It will roll in from the east at 7:20, sunrise, as the rays pour into vast space through the vaulted skylight. This is what public works can look like and feel like; did you forget? This is what government can accomplish when it sets out to build big things.

Spanning an acre of glass 92 feet up, the translucen­t roof restores to Penn Station what the wrecker’s ball felled in 1963: natural light. The original 1910 Penn was bathed in it under soaring ceilings. The shocking demolition of that glorious edifice strengthen­ed the landmarks preservati­on movement, which saved Grand Central Terminal and its sunlit concourse.

As Moynihan, the learned senator who pushed for this for years before his passing in 2003 said, we had a shot at redemption — the chance to save Penn’s surviving twin right across Eighth Ave., a building by the same architects, in the same Beaux-Arts style, with the same footprint and the same tracks and platforms beneath: the 1913 monumental General Post Office, with its wide steps and chiseled frieze proclaimin­g, “Neither snow nor rain nor heat nor gloom of night stays these couriers from the swift completion of their appointed rounds.”

Year after year, bureaucrac­y and inertia and myopia and small thinking stayed the completion of Moynihan’s wise vision.

Full credit to Gov. Cuomo, who finally got it done on budget and ahead of schedule, another timely reminder that beautiful and useful public works can uplift and serve the masses. We also salute Michael Evans, who started working on the project a decade ago and led the effort for six years before his untimely death i n March at the young age of 40. It is fitting that the great space is named for Moynihan, as we urged when he announced his retirement in 1998. We didn’t know it would take 22 years.

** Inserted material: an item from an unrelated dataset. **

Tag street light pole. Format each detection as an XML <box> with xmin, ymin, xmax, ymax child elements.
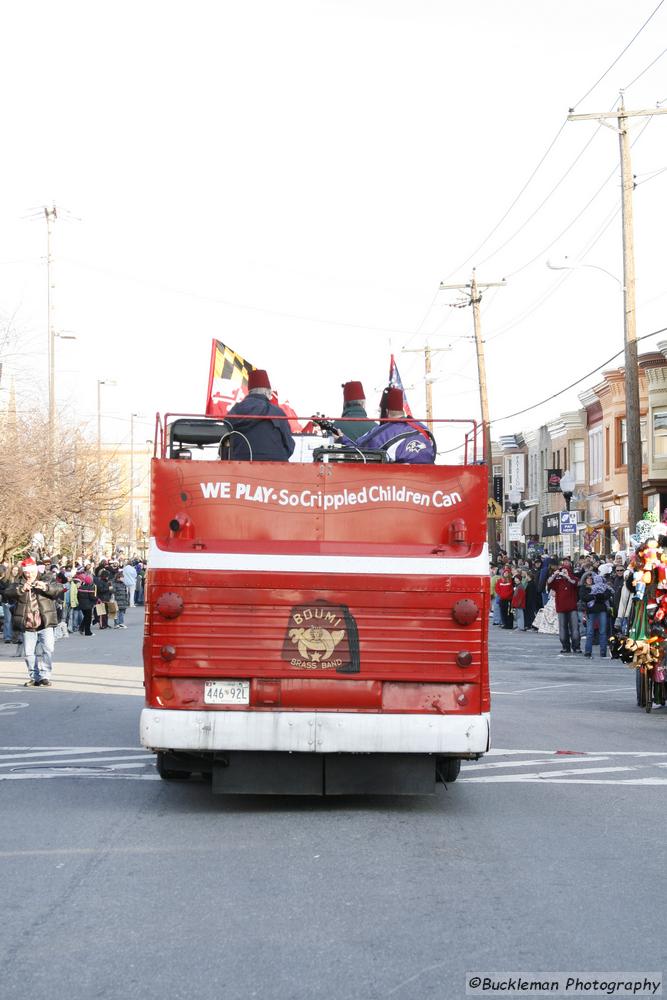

It is also right that the whole structure is the James A. Farley Building, after Big Jim, FDR’s campaign manager who was postmaster general when the western half of the place was erected.

Big Jim died the very day that Pat began his first Senate run, June 9, 1976. And it was a freshman congressma­n on the Post Office committee who put Farley’s name on the building in 1982. That was Chuck Schumer, who has championed the Train Hall plan for years.

Over time, including when our offices were right around the corner, we’ve been to too many tangled ribbon cuttings for Moynihan/Farley/Penn — so many that it started seeming like one of those dreams that repeats, never quite fitting together. This week’s was the last. This week, we woke up.

Most welcome is a direct connection from the grand postal lobby and by next year, an arcade all the way out to Ninth Ave., mirroring 1910 Penn. It’s also excellent that policing and cleaning, now balkanized at Penn, will be unified.

What’s stupid are signs on the doors saying that NJTransit is only available across Eighth Ave. That’s actually not true for the soon-to-be majority carrier at Penn. However, NJT’s Tracks 1 to 4 don’t yet extend to Moynihan, and NJT is spending $340 million on unnecessar­y work at Penn that could instead be used to bring their passengers into the light.

The first Gov. Cuomo wisely lengthened all the LIRR platforms west in 1986. NJT’s four tracks must be extended next, increasing efficiency and relieving crowding.

As this Gov. Cuomo hands Amtrak the keys to the new palace, he should insist that they give him the keys to Penn. Then New York can finally fix up all of that dungeon. It may never inspire like Moynihan Train Hall does, but at least it can serve the people with dignity.